The middle class is where the true horror is, though. The gay converters Brüno meets are amazing, but you’re also moved to pity when Brüno tells one of them his mouth is so pretty it was made not to praise the Lord but “for blowjobs”. The preacher is speechless, but his lips quiver: what is he thinking? How hard is he having to suppress the way he really feels? This juxtaposition of the most stupid comedy possible with real social satire is Baron-Cohen at his best, and I think it justifies his humour. He’s a wind-up artist without equal, and the things he dares to do (In Jerusalem he runs for safety from people offended by his fabulous cropped “hasidic” outfit) are just as crazy as the things he gets people to say. At one point, Brüno interviews pushy parents, asking what they’d be prepared to do to their children to get them on screen: I won’t give away what they say, but believe me, you will be more horrified even than you think.

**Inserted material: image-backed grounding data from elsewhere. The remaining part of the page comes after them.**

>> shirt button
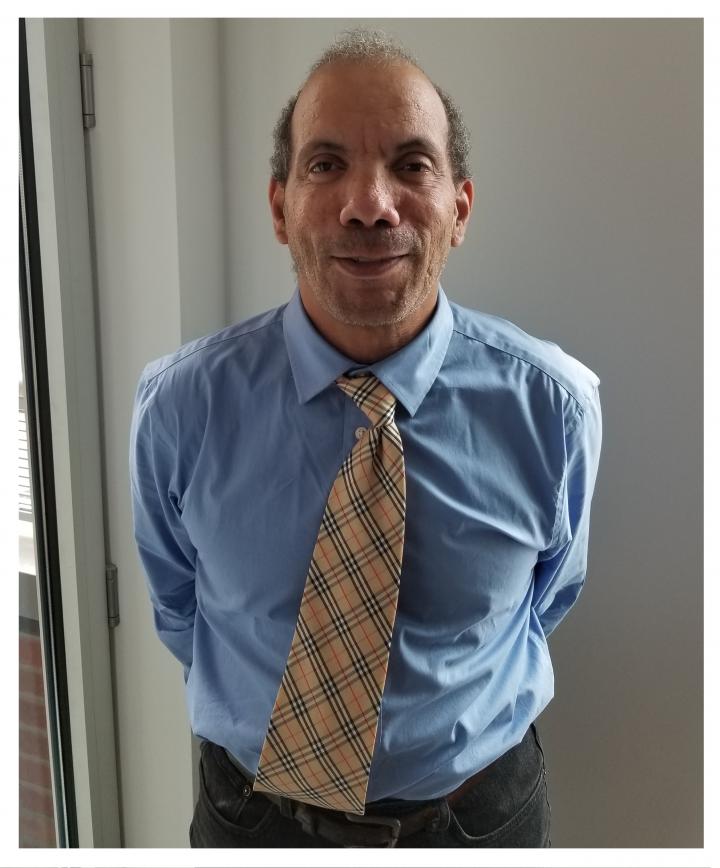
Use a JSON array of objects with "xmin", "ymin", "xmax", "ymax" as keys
[{"xmin": 355, "ymin": 427, "xmax": 367, "ymax": 440}]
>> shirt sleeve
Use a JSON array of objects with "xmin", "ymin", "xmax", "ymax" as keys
[
  {"xmin": 531, "ymin": 383, "xmax": 602, "ymax": 637},
  {"xmin": 129, "ymin": 369, "xmax": 197, "ymax": 676}
]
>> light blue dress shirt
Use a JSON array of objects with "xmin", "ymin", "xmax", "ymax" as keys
[{"xmin": 130, "ymin": 287, "xmax": 601, "ymax": 802}]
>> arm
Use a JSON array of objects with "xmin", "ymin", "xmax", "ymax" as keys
[
  {"xmin": 129, "ymin": 369, "xmax": 197, "ymax": 678},
  {"xmin": 531, "ymin": 383, "xmax": 602, "ymax": 637}
]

So liked Brüno, quite a lot. I loved the way it seemed he almost did solve the Middle East question by uniting Jew and Palestinian in their common love of hummus; I loved his Jerry Springer-style appearance, parading his new “African American” baby, and his antics with it, in front of a hostile, conservative black audience (who were right of course – everyone is wound up but they’re not all shown up); I loved his night under the stars with mind-emptyingly macho hunters, and I loved his infiltration of a swinger’s party – you have to take your hat off to a man who’s prepared to be belted for the sake of comedy. The Hollywood charidee consultants are a gem, too, not to be missed.
Not everyone will like this: it’s crude enough to attract a lot of people and put off quite a few others. But this is much more risky, much more admirable stuff than the anodyne, feelgood Ali G In Da House, which was shown on the telly the other night. It’s also very funny. Offensive? Yes, Brüno certainly is on the offensive.